電気通信大学の研究グループは,新たに開発した光熱顕微イメージング法を搭載したポンプ・プローブ顕微鏡により,試料の表面を高解像度で,かつ同時に複数の画像で撮影することに成功した(ニュースリリース)。

細胞などの微小な試料を観察する有力な手段として光熱顕微イメージング法があるが,これまでの研究では,光源に光パラメトリック増幅器を利用した波長切り替え方式により複数の画像を撮影しているため,撮像に時間を要し,状態が変化する生体の細胞などを適切に計測することは困難だった。

今回の開発では,ポンプ・プローブ顕微鏡のポンプ光源として,複数の波長の半導体レーザーを利用し,それぞれの波長を別々の周波数で変調する。検出部ではプローブ光による検出信号の周波数成分を複数チャネルのロックインアンプで分離することにより,試料の表面を高解像度で,かつ同時に複数の画像で撮影することを実現した。

光源はパルス幅100ps,パルス繰り返し周波数40MHzの白色光源ファイバーレーザーを用いた。白色パルス光から,ポンプ光とプローブ光として,それぞれ波長488,632nmの成分を光フィルターで抽出する。ポンプ光は強度変調を与えられ,プローブ光と重ねられて試料に照射される。

このシステムでは,プローブ光の強度雑音を抑圧するために,プローブ光の参照光を用意し,参照光とプローブ光の差を検出するバランス検出器を利用している。検出器からの出力信号を2台のロックインアンプに入力し,それぞれポンプ光の変調周波数と,その2倍の周波数でプローブ光の変調を同時に観測した。

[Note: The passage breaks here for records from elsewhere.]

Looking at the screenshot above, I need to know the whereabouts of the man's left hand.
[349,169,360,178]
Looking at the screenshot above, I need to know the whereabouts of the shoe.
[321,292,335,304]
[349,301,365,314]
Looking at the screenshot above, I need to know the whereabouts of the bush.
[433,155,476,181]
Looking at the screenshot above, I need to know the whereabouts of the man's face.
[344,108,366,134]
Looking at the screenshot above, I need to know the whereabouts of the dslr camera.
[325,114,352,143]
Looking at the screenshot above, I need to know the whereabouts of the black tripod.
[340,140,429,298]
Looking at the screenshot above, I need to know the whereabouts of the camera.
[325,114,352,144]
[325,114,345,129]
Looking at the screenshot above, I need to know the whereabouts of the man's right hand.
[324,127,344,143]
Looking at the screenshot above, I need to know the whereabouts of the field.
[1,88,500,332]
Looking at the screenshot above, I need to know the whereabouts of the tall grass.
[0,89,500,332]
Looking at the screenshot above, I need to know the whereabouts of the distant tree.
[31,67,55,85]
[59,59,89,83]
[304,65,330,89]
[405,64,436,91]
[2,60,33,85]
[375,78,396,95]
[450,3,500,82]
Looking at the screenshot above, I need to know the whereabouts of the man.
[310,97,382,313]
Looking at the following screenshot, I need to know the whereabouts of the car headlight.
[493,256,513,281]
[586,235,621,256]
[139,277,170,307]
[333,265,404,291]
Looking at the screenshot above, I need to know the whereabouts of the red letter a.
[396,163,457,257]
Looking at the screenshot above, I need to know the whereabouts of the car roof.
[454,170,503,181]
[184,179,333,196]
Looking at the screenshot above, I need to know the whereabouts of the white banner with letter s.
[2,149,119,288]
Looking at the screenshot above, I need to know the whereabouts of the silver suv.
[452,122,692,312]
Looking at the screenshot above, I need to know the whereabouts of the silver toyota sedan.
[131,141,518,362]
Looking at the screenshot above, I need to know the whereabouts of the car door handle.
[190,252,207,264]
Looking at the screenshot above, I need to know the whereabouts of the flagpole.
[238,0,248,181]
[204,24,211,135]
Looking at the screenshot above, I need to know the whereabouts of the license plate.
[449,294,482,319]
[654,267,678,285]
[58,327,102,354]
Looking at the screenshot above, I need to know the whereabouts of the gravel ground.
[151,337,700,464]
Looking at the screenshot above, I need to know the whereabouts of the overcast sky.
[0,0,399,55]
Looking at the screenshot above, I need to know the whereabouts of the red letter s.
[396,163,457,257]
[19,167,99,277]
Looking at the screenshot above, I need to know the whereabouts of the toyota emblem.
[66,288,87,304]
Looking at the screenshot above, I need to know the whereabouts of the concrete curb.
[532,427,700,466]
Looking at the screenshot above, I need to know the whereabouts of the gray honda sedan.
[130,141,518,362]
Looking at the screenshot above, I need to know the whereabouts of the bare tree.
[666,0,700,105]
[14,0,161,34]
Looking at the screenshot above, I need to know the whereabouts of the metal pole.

この方法を利用して,実際に,病理組織の染色で最も一般的なヘマトキシリン・エオジン染色したマウスの卵巣の切片を観察し,従来の顕微鏡による明視野像に比べて,より鮮明なイメージ像の撮影に成功した。

今回の成果により,脳などの生体内の細胞を生きたまま,安定的に観察することが可能となり,認知症やアルツハイマー病の診断などへの応用が期待されるという。